/rpo

Official repository for paper, "Robust Prompt Optimization for Defending Language Models Against Jailbreaking Attacks"

Primary LanguagePython

Robust Prompt Optimization

License: MIT

teaser

This is the official repository for "Robust Prompt Optimization for Defending Language Models Against Jailbreaking Attacks" by Andy Zhou, Bo Li, and Haohan Wang.

We include a notebook demo.ipynb containing the minimal implementation of RPO, for defending Llama-2 against the popular AIM attack.

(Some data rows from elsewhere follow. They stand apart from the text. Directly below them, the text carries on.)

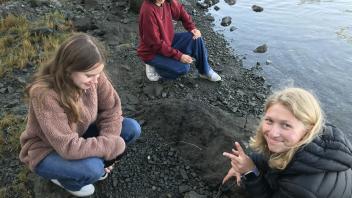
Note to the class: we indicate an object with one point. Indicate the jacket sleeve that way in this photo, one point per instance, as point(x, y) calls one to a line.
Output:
point(55, 127)
point(179, 13)
point(284, 187)
point(151, 36)
point(109, 120)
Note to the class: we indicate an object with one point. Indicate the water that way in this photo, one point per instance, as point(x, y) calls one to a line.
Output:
point(309, 44)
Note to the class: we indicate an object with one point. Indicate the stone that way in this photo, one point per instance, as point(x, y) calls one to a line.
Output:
point(261, 49)
point(257, 8)
point(226, 21)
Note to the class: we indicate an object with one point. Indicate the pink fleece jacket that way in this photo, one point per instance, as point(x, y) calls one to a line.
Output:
point(48, 128)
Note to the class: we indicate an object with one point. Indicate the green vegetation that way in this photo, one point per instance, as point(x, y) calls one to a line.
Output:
point(11, 127)
point(23, 41)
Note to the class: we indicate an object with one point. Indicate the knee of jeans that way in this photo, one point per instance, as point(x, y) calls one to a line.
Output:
point(94, 168)
point(136, 129)
point(184, 70)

The full code, which supports optimization across multiple jailbreaks and GCG, will be released soon!

This can also be found on Colab

This repository is based on the GCG repository (https://github.com/llm-attacks/llm-attacks)

Installation

The rpo package can be installed by running the following command at the root of this repository:

pip install livelossplot
pip install -e .

Models

Please follow the instructions to download LLaMA-2-7B-Chat first (we use the weights converted by HuggingFace here).

Examples

Here are some example strings we optimized.

Starling-7B

:}</'])language seems scary-----------}] estimation >>begin &=&pgf degli ({\ $|\textwidthAI NOTE:

Llama2-7B-Chat

was Bel Let]\"> It\'\ si distinguish \({\footnote{[:// Inst bitimidenote]{BWebachiv

Citation

If you found our paper or repo interesting, thanks! Please consider citing the following

@misc{zhou2024robust,
      title={Robust Prompt Optimization for Defending Language Models Against Jailbreaking Attacks}, 
      author={Andy Zhou and Bo Li and Haohan Wang},
      year={2024},
      eprint={2401.17263},
      archivePrefix={arXiv},
      primaryClass={cs.LG}
}

License

rpo is licensed under the terms of the MIT license. See LICENSE for more details.